[ad_1]
[ad_2]
After installing WordPress, what do you install next?
We have the obvious theme > child theme
What comes later? At what point do you install security (backup and firewall), at what point do you install a cache plugin? When do you handle the Cloudflare CDN? When do you optimize for Google PageSpeed?
Things like these are not clear in my mind. Ive a gew website clients and Im looking to do a better job.
Thank you!
I do WordPress > security > backup > SEO > cache plugin and then themes/child theme
First comes server works: security (UFW, folder/file permission, fail2ban, etc), backup (mysqldupm, tar, rsync) and cache (redis, memcache, nginx cache, varnish).
Next step: WP config, user roles, permission, media settings, permalinks etc
Third one: Theme/Child theme, usual plugins (Forminator, GenerateBlocks, Honeypot, PostSMTP), assets (fonts, logos, color palette).
And last: SEO. I use TheSEOFramework.
I do not use Security and Cache plugins, nor CDN for security and caching.
More or less, following https://developer.wordpress.org/advanced-administration/
1. Core installation.
2. Backup.
3. Whatever basic-functionality plugins are needed (WooCommerce, ACF, etc).
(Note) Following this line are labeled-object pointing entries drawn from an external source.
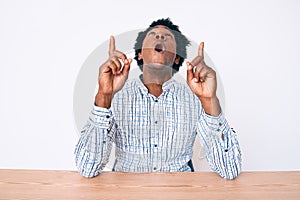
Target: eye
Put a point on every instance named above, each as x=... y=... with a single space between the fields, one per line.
x=151 y=33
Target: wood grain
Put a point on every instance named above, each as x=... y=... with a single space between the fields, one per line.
x=51 y=184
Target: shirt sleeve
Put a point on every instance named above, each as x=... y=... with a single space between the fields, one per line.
x=221 y=145
x=94 y=146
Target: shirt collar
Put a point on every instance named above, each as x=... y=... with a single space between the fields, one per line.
x=167 y=86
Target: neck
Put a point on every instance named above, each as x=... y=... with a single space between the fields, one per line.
x=153 y=79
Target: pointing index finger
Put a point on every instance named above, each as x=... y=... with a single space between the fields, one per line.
x=201 y=50
x=112 y=46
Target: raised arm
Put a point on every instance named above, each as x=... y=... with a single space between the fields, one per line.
x=94 y=146
x=219 y=140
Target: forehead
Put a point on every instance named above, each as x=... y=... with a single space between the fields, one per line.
x=161 y=28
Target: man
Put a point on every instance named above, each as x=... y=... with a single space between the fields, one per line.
x=153 y=120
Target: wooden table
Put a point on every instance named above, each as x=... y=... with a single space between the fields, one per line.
x=55 y=185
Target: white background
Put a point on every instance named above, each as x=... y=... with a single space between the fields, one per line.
x=43 y=44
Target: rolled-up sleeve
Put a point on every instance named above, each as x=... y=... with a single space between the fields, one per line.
x=94 y=145
x=221 y=145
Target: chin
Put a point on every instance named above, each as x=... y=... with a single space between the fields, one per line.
x=159 y=66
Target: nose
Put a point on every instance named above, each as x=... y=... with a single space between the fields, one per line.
x=161 y=36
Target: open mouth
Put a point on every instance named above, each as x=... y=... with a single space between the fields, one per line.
x=159 y=48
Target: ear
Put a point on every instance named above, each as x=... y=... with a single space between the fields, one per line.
x=140 y=57
x=177 y=59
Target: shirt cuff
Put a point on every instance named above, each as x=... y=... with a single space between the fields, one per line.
x=216 y=124
x=101 y=116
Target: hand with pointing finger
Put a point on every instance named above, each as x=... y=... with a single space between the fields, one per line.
x=203 y=82
x=112 y=75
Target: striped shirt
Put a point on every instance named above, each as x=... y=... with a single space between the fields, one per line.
x=156 y=134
4. Query Monitor (to be removed when the thing is up and running).
5. SEO. Because basic content like posts / pages need metadata and the SEO plugin facilitates installing that.
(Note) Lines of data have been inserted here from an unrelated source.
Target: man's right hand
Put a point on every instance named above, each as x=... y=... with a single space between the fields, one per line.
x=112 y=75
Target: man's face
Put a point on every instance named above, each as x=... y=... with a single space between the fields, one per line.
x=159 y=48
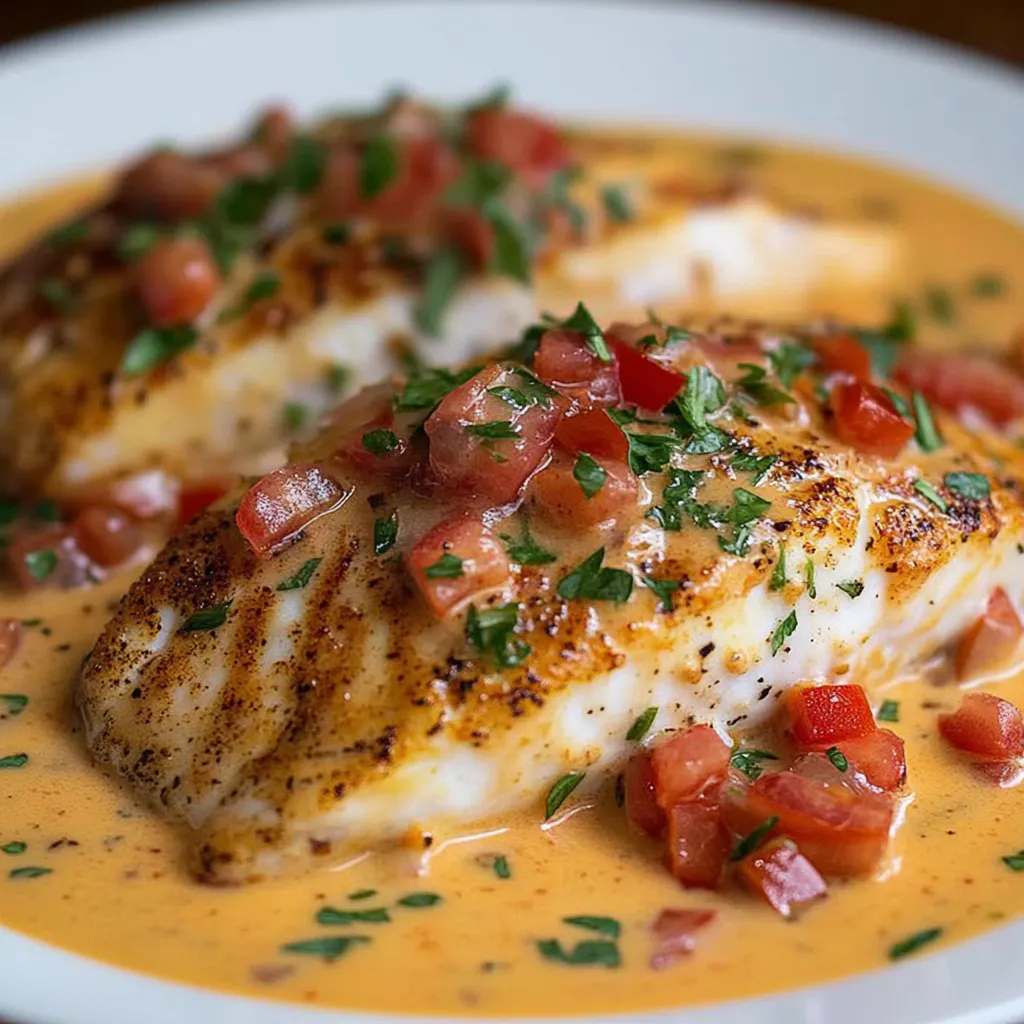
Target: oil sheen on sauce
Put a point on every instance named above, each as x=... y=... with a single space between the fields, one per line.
x=110 y=881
6. Theme as required. Blocks as required.
7. Buildout.
8. Duplicator, to facilitate going live.
We do it in this order WordPress > Security > Backup > SEO > [all the rest](https://new.reddit.com/r/WordPress_org/comments/147gt1q/must_have_wordpress_plugins_and_themes/) (without caching while developing the site), but mostly we just clone/duplicate our WordPress Template/Blueprint site which has all the basic plugins/themes installed with all the needed settings in place, to a development subdomain.
My typical setup is like this:
– Theme
– Misc. Functionality plugins based on the project but typical stack always has (WPForms, Elementor, MemberPress or WooCommerce, and WPCode for code snippets)
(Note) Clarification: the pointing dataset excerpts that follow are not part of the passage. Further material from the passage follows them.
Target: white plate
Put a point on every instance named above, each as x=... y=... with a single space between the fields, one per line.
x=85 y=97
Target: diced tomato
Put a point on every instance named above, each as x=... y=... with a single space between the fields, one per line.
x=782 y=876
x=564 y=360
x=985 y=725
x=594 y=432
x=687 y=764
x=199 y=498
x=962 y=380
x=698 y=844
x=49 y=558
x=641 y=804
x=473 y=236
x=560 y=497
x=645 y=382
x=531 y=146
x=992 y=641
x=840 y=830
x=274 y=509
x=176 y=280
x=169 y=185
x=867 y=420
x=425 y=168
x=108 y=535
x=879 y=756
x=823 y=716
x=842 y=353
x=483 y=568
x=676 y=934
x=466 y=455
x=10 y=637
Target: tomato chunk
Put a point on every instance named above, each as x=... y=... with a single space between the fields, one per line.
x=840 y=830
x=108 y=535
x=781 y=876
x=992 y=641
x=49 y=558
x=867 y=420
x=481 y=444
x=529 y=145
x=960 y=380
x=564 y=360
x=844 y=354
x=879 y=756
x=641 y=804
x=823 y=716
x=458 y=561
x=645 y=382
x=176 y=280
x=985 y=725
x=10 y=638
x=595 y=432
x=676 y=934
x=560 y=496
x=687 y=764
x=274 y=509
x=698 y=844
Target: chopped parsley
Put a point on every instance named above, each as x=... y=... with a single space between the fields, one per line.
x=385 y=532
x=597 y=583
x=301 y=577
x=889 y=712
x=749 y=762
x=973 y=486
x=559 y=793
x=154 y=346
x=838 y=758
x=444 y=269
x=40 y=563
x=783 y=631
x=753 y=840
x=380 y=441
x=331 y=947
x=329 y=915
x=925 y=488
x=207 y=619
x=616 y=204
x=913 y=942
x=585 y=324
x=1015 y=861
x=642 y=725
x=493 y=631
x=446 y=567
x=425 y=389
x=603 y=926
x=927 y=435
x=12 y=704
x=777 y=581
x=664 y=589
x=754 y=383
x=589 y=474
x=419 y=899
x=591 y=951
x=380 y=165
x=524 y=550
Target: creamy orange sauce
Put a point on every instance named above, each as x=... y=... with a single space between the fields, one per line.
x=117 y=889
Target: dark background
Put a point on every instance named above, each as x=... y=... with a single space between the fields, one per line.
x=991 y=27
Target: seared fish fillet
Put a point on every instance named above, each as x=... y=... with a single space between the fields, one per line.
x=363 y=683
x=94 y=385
– SEO (now using AIOSEO — used to be Yoast & RankMath before)
– WP Mail SMTP to ensure emails work
– Backup & Migration with Duplicator
After that I setup security things through various code snippets in WPCode as well as enabling Cloudflare.
I add caching last and then deploy.
Don’t tip-toe around the fact that you can’t log in to the back end until you install SSL or immediately change your password immediately after logging in.
Nobody gives 2 shits what you install after that other than keep dev tools off prod.
I already have a “base” system with the theme and necessary plugins we use and I clone it.